Dive Brief:
- A federal judge ordered a Michigan TV and video service company to pay more than $60,000 in retirement contributions and penalties after violating the Employee Retirement Income Security Act, the U.S. Department of Labor announced Feb. 1.
- DOL's Employee Benefits Security Administration investigated Gibson Television Service Inc. and found that its president and director failed to "remit and/or forward employee contributions" to the company 401(k) on time. These violations occurred between January 2016 and August 2019.

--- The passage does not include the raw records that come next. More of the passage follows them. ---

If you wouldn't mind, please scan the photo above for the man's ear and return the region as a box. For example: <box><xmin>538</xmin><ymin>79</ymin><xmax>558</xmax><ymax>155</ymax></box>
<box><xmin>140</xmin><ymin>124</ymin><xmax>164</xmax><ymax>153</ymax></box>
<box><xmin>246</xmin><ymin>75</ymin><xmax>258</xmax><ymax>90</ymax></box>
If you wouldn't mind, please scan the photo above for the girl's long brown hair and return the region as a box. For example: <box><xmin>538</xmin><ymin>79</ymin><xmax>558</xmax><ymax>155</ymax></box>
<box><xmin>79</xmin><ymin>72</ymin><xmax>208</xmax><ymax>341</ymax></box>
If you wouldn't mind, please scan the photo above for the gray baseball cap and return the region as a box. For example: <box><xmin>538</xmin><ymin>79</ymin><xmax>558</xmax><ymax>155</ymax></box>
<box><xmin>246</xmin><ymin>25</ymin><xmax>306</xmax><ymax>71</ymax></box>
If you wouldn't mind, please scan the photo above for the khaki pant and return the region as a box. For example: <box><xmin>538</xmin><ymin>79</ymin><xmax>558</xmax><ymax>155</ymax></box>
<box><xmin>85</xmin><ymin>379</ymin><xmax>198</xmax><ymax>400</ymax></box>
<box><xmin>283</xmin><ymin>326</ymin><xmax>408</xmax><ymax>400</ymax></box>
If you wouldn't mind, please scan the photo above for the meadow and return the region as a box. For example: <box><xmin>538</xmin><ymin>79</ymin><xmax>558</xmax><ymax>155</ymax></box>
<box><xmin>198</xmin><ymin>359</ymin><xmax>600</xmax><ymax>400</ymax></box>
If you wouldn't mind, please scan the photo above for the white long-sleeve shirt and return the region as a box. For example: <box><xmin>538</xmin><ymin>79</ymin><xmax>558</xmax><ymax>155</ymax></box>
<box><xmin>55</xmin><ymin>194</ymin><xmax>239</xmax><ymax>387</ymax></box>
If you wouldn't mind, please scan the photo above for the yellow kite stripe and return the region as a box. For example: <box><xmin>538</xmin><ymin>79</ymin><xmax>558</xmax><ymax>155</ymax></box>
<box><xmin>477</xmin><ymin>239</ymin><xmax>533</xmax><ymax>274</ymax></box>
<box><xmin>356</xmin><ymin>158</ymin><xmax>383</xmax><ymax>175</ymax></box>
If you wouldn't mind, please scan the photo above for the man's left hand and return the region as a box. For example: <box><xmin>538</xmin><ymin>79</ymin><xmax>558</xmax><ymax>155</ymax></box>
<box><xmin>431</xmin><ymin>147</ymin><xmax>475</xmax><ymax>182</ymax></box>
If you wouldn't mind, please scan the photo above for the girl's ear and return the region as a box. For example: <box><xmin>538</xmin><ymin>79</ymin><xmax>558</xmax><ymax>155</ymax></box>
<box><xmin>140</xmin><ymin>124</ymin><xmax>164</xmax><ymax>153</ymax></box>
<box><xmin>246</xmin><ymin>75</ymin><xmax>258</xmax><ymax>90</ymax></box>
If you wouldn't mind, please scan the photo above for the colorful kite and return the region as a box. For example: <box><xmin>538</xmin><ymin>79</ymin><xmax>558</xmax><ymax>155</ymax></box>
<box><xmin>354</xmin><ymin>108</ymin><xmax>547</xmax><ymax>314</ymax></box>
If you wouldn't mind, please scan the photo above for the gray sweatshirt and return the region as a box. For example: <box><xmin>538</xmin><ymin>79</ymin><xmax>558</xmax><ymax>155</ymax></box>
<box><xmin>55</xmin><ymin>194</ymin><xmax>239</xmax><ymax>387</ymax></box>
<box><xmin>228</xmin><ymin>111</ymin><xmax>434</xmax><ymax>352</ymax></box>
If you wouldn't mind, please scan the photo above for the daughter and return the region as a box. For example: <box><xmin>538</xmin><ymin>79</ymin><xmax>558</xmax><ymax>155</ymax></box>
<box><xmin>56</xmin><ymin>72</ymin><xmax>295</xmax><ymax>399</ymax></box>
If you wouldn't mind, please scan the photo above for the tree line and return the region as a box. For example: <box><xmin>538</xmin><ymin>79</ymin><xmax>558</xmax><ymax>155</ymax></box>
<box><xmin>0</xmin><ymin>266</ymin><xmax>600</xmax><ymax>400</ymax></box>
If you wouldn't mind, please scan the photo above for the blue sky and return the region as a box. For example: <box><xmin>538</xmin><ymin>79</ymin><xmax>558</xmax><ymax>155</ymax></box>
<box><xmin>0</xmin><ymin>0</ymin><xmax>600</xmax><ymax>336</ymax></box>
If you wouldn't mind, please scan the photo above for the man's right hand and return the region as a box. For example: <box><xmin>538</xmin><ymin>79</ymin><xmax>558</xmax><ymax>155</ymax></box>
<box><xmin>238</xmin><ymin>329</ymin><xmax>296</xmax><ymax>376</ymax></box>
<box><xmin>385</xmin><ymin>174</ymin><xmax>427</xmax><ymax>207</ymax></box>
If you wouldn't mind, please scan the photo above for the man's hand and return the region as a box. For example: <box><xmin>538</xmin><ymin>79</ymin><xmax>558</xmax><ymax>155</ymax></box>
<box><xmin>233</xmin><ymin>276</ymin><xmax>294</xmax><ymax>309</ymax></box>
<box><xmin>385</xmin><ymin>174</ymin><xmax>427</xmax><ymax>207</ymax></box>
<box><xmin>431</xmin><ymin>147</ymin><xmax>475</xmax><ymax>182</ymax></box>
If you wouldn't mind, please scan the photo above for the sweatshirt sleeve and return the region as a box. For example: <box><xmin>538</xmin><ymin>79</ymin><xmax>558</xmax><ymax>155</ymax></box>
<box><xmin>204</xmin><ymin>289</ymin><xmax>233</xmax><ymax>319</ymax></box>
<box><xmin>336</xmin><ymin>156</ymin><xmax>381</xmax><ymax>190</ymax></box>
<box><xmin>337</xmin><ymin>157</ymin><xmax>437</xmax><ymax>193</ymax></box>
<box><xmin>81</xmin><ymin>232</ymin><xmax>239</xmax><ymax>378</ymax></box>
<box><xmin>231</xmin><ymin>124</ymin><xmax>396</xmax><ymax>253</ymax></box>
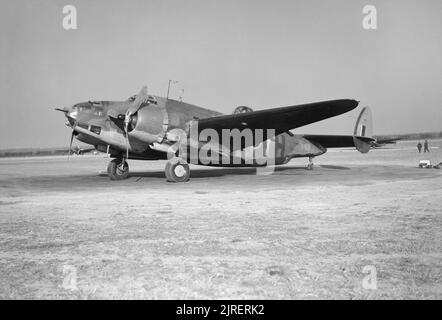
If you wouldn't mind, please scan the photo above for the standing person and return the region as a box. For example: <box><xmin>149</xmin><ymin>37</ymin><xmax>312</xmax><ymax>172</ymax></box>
<box><xmin>417</xmin><ymin>141</ymin><xmax>422</xmax><ymax>153</ymax></box>
<box><xmin>424</xmin><ymin>140</ymin><xmax>430</xmax><ymax>152</ymax></box>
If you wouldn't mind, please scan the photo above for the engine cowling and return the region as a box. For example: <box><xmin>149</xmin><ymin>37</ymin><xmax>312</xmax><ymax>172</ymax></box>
<box><xmin>233</xmin><ymin>106</ymin><xmax>253</xmax><ymax>114</ymax></box>
<box><xmin>128</xmin><ymin>103</ymin><xmax>167</xmax><ymax>144</ymax></box>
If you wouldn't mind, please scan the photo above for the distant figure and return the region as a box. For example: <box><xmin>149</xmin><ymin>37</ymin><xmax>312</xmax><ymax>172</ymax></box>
<box><xmin>424</xmin><ymin>140</ymin><xmax>430</xmax><ymax>152</ymax></box>
<box><xmin>417</xmin><ymin>141</ymin><xmax>422</xmax><ymax>153</ymax></box>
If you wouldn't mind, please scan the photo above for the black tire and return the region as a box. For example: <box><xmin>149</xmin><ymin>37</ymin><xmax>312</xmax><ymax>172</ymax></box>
<box><xmin>164</xmin><ymin>158</ymin><xmax>190</xmax><ymax>182</ymax></box>
<box><xmin>107</xmin><ymin>159</ymin><xmax>129</xmax><ymax>180</ymax></box>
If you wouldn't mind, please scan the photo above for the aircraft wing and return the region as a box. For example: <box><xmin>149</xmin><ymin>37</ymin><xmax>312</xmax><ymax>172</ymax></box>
<box><xmin>303</xmin><ymin>134</ymin><xmax>375</xmax><ymax>148</ymax></box>
<box><xmin>198</xmin><ymin>99</ymin><xmax>359</xmax><ymax>135</ymax></box>
<box><xmin>374</xmin><ymin>132</ymin><xmax>442</xmax><ymax>145</ymax></box>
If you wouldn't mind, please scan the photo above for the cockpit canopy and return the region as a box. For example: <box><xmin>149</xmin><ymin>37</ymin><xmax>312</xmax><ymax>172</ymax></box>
<box><xmin>126</xmin><ymin>94</ymin><xmax>158</xmax><ymax>104</ymax></box>
<box><xmin>72</xmin><ymin>101</ymin><xmax>104</xmax><ymax>117</ymax></box>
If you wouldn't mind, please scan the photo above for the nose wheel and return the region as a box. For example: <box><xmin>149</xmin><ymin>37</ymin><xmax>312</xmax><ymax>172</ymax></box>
<box><xmin>107</xmin><ymin>159</ymin><xmax>129</xmax><ymax>180</ymax></box>
<box><xmin>307</xmin><ymin>157</ymin><xmax>314</xmax><ymax>170</ymax></box>
<box><xmin>164</xmin><ymin>157</ymin><xmax>190</xmax><ymax>182</ymax></box>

- Gibson Television did not respond to a request for comment by press time.
Dive Insight:
According to DOL, ERISA "is a federal law that sets minimum standards for most voluntarily established retirement and health plans in private industry to provide protection for individuals in these plans." Gibson Television violated ERISA when it failed to tend to employee contributions on time.
"When fiduciaries fail to act with integrity in their obligations to the hard-earned retirement savings of participants it puts the future savings of hard-working employees and the viability of their retirement plan in jeopardy," said Employee Benefits Security Administration Regional Director L. Joe Rivers in DOL's press release.
In guidance, DOL says that the primary responsibility of fiduciaries lies in running retirement plans "solely in the interest of participants and beneficiaries and for the exclusive purpose of providing benefits and paying plan expenses." Fiduciary duty includes acting prudently and diversifying the plan's investment to minimize risk of large loss.
In a previous interview with HR Dive, Jacob M. Mattinson emphasized that ERISA's requirements lean heavily on process. The law exists to ensure employers take the necessary steps to ensure compliance, even if they've made a mistake. It encourages employers to self-report any missteps.